Tree stands, regardless of type, should be in good shape and free of any visible defects. If the stand is old, rusted or structurally compromised in any way throw it out and purchase a new one. Safety is number one and safe equipment is essential.
As a lead-in to the next point I want to mention that a double occupancy tree stand is a vital tool in training young hunters the ins and outs of the sport. You are sitting close enough that instructions can be quietly whispered in their ear even when game is within range.
Teach Them Well
Education and practice make for safe climbers. It is difficult enough for an adult to unpack their gear, set up a tree stand, attach a safety harness and safely climb a tree on their first cold, dark, pre-dawn outing of the season. Expecting a youngster to do the same is a recipe for disaster. Before the season ever starts it is time for class. This is your opportunity to educate your son or daughter on the proper use of their particular stand, the safety gear that is to be used and any tips or tricks to make things go smoothly. For example, if using a climbing stand, teach them to make small incremental elevation changes on the way up and down the tree, teach them to use their harness from the moment their boots leave the forest floor until they return again regardless of the stand type.

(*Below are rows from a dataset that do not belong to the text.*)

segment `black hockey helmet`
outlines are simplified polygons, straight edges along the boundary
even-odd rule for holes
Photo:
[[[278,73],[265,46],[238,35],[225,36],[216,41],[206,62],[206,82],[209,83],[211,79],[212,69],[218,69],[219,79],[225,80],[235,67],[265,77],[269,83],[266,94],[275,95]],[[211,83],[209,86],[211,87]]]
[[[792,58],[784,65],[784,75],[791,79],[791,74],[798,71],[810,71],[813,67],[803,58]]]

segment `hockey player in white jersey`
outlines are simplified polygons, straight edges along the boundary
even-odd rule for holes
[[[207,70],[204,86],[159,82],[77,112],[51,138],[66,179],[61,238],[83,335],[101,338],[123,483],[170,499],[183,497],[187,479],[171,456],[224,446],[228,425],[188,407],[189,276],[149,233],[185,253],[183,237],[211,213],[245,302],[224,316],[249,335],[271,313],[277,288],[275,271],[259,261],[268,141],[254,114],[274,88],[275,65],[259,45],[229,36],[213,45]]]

According to Jerry Demeyer of Integrated Safety (makers of the Fall Guy Safety System) over 75-percent of all falls occur climbing the tree or getting in or out of your tree stand. Once hunting height is reached teach them to properly position their harness anchor point on the tree so as to minimize any initial trauma associated with a fall. Teach them to never hurry! There will be other days and more opportunities. No matter what type of stand they will be using have them ascend and descend five to 10 times so they get a good feel for their stand. It is during these times that they will learn to overcome many of the challenges thrown at them.

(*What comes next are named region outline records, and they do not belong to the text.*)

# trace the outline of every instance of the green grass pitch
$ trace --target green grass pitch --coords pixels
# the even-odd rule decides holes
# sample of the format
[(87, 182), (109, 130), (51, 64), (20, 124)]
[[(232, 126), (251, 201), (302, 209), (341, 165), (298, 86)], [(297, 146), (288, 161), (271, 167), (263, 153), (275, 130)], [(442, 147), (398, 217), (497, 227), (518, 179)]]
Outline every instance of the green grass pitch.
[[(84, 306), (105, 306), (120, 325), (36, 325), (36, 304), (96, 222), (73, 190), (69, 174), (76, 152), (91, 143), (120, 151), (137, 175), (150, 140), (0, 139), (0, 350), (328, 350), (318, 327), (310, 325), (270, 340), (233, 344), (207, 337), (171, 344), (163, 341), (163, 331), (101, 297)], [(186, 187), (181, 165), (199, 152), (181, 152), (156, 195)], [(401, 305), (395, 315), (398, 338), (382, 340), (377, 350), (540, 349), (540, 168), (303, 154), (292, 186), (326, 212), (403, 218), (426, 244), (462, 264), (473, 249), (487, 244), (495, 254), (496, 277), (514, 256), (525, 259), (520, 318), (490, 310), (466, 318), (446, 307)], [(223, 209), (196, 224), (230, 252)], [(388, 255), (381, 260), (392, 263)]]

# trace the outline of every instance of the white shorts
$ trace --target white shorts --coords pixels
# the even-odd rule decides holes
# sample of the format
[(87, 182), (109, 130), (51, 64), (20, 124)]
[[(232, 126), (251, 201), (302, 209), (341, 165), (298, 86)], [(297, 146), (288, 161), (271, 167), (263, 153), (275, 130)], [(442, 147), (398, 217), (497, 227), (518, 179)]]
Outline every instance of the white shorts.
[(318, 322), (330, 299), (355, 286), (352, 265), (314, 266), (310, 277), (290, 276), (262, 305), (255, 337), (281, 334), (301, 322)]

As a parent or mentor you want to use every available resource to educate and reinforce good practices. If possible, take advantage of the many online resources offered. Online educational tools include various informational portals including those from individual tree stand manufacturers, state regulators like the Minnesota DNR, and the Treestand Manufacturers Association’s online Treestand Safety Course at www.tmastands.com. According to the online Treestand Safety Course 82-percent of those involved in reported incidents involving a tree stand were not wearing a fall restraint system. For links to all 50 official wildlife agency Web sites and their educational resources visit www.huntinfo.org.
As a parent/mentor you have an awesome opportunity to introduce a youngster into a sport that has done so much for so many. Through bowhunting, businesses have been built, families have come together, countless friendships have been forged, individuals have discovered solace and satisfaction and children have found a community they can relate to and trust. They trust you to teach, help and protect them.
With that in mind, consider carefully the challenges a child will face if permitted to hunt from an elevated position. Think it through from A-to-Z before you ever step foot in the woods. Check attitudes and motives, gauge physical ability, outfit them properly, teach them the ropes and then let them practice, practice, practice. Once you are confident in their ability to safely maneuver their way up a tree is time to take advantage of all that tree stand hunting has to offer–greater success and a view of the forest like no other.